By Anonymous on Saturday, August 23, 2003 - 08:12 pm:
I am developing a HPLC method for a basic compd. using the following conditions:
Column : C18
MobilePhase :Octane sulphonic acid disodium salt:Acetonitrile(66:34)
Column Temp : 40deg C
Flow Rate : 1 mL/min
Elution Time : ~12.0 min
Sample Preprepation : all samples and standards prepared in phosphate buffer: methanol(3:1)

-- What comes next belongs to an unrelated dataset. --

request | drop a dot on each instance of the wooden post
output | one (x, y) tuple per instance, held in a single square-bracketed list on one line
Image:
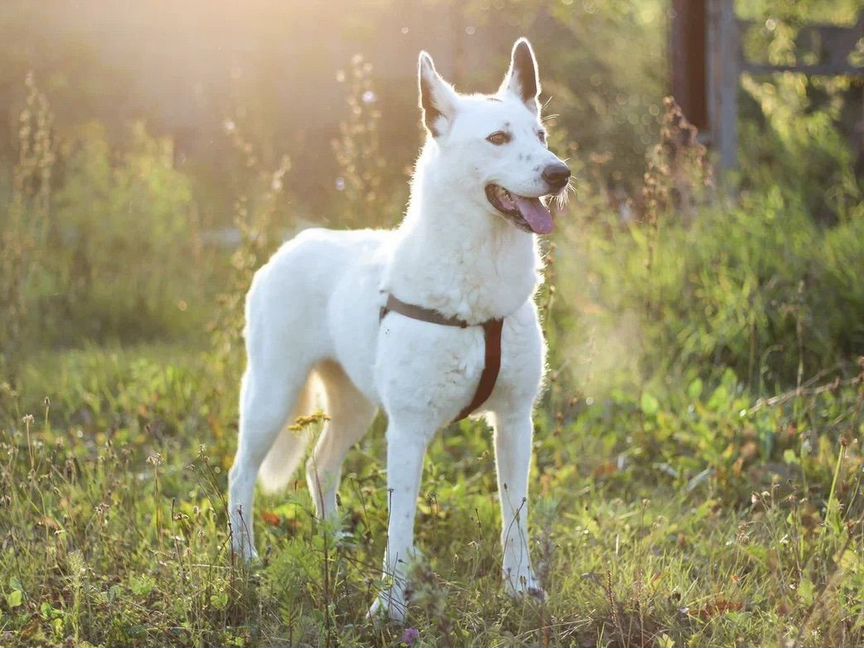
[(724, 68), (687, 59)]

Initiial validation on linearity(50-150%) and recovery worked perfectly well. Both Linearity and recovery were carried out using different batch column and different HPLC. However the same method did not work as validation progresses. Retention times as well as areas(different areas from formerly) were not consistent using both the above HPLCs. Both the same and new columns were tried but failed. There is nothing wrong with the HPLCs and columns as other types of runs were later carried out with them and worked perfectly well.
Does anyone know why?
By Anonymous on Saturday, August 23, 2003 - 10:05 pm:
As an initial guess, you probably did not equilibrate long enough either at first, or later. Octane sulphonic acid is an ion-pairing agent, columns take a long time to equlibrate when using this modifier.
By Anonymous on Sunday, August 24, 2003 - 02:43 pm:
Do I understand this correctly? There is no buffer in your mobile phase?
By Anonymous on Sunday, August 24, 2003 - 06:27 pm:
I would like to clarify the following:
Mobile Phase : octane sulphonic acid disodium salt (pH3.0): Acetonitrile (66:34)
Sample Extraction Solvent : Phosphate Buffer(pH2.7):Methanol (3:1)
The column was being equilibrated for more than a day.
By Anonymous on Monday, August 25, 2003 - 06:35 am:
1: The OSA is probably not going to give you enough buffering capacity.
2: I use OSA in several ECD methods, it can take several days to really bring the column into equilibration.
3: Why are you using OSA?
4: Is your column oven working correctly?